La médecine grecque, en figeant la nature des sexes dans la théorie des humeurs, a initié les considérations sur les capacités de ceux-ci ou comment l’explication galénique de la différence des corps, en passant par la définition platonicienne et aristotélicienne du féminin ont contribué à créer le mythe du sexe « faible ». Les femmes sont donc dépendantes (d’un père puis d’un mari), leurs droits sont limités, jusque dans les représentations (Il y a de l’indécence à représenter une femme dans l’espace public, cela renvoie aux prostituées).
Cette notion de supposée incomplétude congénitale de la femme a perduré jusqu’au 19e siècle, la diffusion du christianisme confortant cette vision en y ajoutant des éléments religieux. A contrario, l’homme est un être complet et parfait, par nature, perfection intimement liée à sa virilité. Cette survalorisation sexuelle masculine est aussi source d’angoisse, l’infertilité masculine par exemple est attribuée à une défaillance de cette virilité ; la stérilité étant réservée aux femmes.
Rose pour les filles, bleu pour les garçons. Si ce lieu commun semble aller de soi, il n'en a pas toujours été ainsi. L’histoire nous montre que ces codes ont été longtemps
inversés. Ainsi garçons et filles portaient la robe jusqu'à l'âge de 6 ans, le bleu étant réservé aux filles, le rose aux garçons. Des bijoux réservés aux filles ? La renonciation masculine à la parure date pourtant du 19e..

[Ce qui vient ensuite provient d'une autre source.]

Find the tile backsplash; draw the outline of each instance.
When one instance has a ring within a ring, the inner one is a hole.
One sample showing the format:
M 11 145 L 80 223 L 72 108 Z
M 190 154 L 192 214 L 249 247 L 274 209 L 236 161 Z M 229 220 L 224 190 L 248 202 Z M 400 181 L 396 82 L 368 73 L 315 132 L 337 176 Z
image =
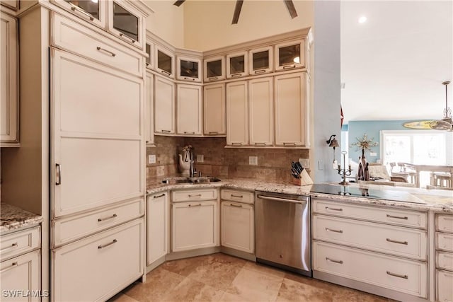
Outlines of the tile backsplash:
M 246 178 L 277 182 L 292 182 L 291 161 L 309 158 L 308 149 L 225 148 L 224 137 L 155 137 L 156 147 L 147 148 L 147 155 L 155 154 L 156 163 L 147 164 L 147 179 L 174 176 L 179 173 L 178 154 L 183 146 L 193 147 L 194 159 L 203 155 L 202 163 L 195 163 L 204 176 L 219 178 Z M 249 156 L 258 157 L 258 165 L 248 164 Z M 148 156 L 147 156 L 147 158 Z

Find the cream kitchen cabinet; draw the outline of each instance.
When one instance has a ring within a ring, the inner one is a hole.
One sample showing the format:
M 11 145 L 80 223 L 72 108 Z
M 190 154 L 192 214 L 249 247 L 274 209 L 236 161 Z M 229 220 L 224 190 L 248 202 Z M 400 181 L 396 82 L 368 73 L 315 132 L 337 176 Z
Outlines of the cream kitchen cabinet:
M 161 76 L 154 77 L 154 133 L 174 134 L 175 83 Z
M 176 84 L 176 134 L 202 135 L 202 89 L 201 86 Z
M 19 143 L 18 22 L 3 13 L 0 22 L 0 146 L 16 146 Z
M 162 259 L 170 245 L 170 199 L 168 192 L 148 196 L 147 204 L 147 265 Z
M 225 131 L 225 84 L 203 86 L 203 133 L 223 135 Z
M 276 76 L 275 145 L 309 147 L 309 88 L 306 73 Z

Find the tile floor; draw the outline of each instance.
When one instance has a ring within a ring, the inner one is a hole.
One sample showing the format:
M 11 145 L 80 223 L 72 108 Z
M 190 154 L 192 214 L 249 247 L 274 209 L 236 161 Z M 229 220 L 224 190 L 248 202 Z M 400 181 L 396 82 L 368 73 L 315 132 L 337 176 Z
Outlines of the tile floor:
M 110 302 L 389 301 L 378 296 L 217 253 L 168 261 Z

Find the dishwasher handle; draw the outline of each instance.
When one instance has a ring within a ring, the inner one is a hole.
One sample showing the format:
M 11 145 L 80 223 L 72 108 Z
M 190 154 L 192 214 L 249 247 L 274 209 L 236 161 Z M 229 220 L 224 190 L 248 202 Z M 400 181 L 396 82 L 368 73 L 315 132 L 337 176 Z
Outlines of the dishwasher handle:
M 272 197 L 270 196 L 258 195 L 258 198 L 265 200 L 272 200 L 273 202 L 291 202 L 293 204 L 305 204 L 307 200 L 288 199 L 287 198 Z

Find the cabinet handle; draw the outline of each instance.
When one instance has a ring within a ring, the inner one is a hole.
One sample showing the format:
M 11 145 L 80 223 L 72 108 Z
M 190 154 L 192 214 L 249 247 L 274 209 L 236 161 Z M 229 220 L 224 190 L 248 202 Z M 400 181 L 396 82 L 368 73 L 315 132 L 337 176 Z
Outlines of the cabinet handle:
M 55 185 L 59 185 L 62 184 L 62 165 L 59 163 L 55 163 L 55 168 L 57 170 L 57 181 Z
M 387 271 L 387 274 L 389 274 L 390 276 L 393 276 L 393 277 L 397 277 L 398 278 L 403 278 L 403 279 L 408 279 L 408 275 L 407 274 L 394 274 L 391 272 L 389 272 Z
M 116 239 L 113 239 L 113 241 L 112 241 L 111 243 L 108 243 L 105 245 L 98 245 L 98 249 L 101 250 L 101 248 L 107 248 L 108 246 L 111 245 L 113 243 L 116 243 L 117 242 L 118 240 L 117 240 Z
M 328 207 L 326 207 L 326 210 L 341 211 L 343 211 L 343 209 L 341 209 L 341 208 L 336 209 L 336 208 L 329 208 Z
M 112 57 L 115 57 L 115 56 L 116 56 L 116 54 L 115 54 L 115 52 L 110 52 L 110 50 L 105 50 L 105 49 L 104 49 L 104 48 L 102 48 L 101 46 L 98 46 L 98 47 L 96 47 L 96 50 L 99 50 L 100 52 L 107 52 L 108 54 L 111 54 L 111 55 L 112 55 Z M 147 64 L 148 64 L 148 63 L 147 63 Z
M 387 214 L 387 217 L 388 218 L 396 218 L 397 219 L 404 219 L 404 220 L 408 220 L 408 216 L 391 216 L 391 215 L 389 215 Z
M 101 222 L 101 221 L 104 221 L 105 220 L 109 220 L 109 219 L 113 219 L 115 217 L 117 217 L 118 215 L 114 214 L 113 215 L 110 216 L 110 217 L 107 217 L 107 218 L 98 218 L 98 222 Z
M 13 267 L 16 267 L 18 266 L 18 263 L 17 262 L 13 262 L 11 263 L 11 265 L 10 266 L 8 266 L 8 267 L 5 267 L 4 269 L 1 269 L 0 271 L 0 272 L 6 272 L 7 270 L 9 270 Z
M 11 245 L 10 246 L 7 246 L 6 248 L 4 248 L 1 250 L 0 250 L 2 252 L 4 252 L 5 250 L 9 250 L 10 248 L 17 248 L 17 243 L 14 243 L 12 245 Z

Même si des changements se sont opérés dans la société française depuis la seconde moitié du 20e siècle, nombre de stéréotypes perdurent. Il est nécessaire de diversifier les représentations, face au retour depuis quelques années d’une masculinité offensive. De même, la remise en cause de la différenciation binaire pour une plus grande fluidité des genres concourra à reconnaitre des féminités et des masculinités plurielles. La reconnaissance du caractère acquis et non inné du genre, du sexe ou de l’orientation romantique et sexuelle contribuera, quant à elle, à ouvrir des libertés nouvelles et éviter des renoncements à être pour se conformer à une identité sociale.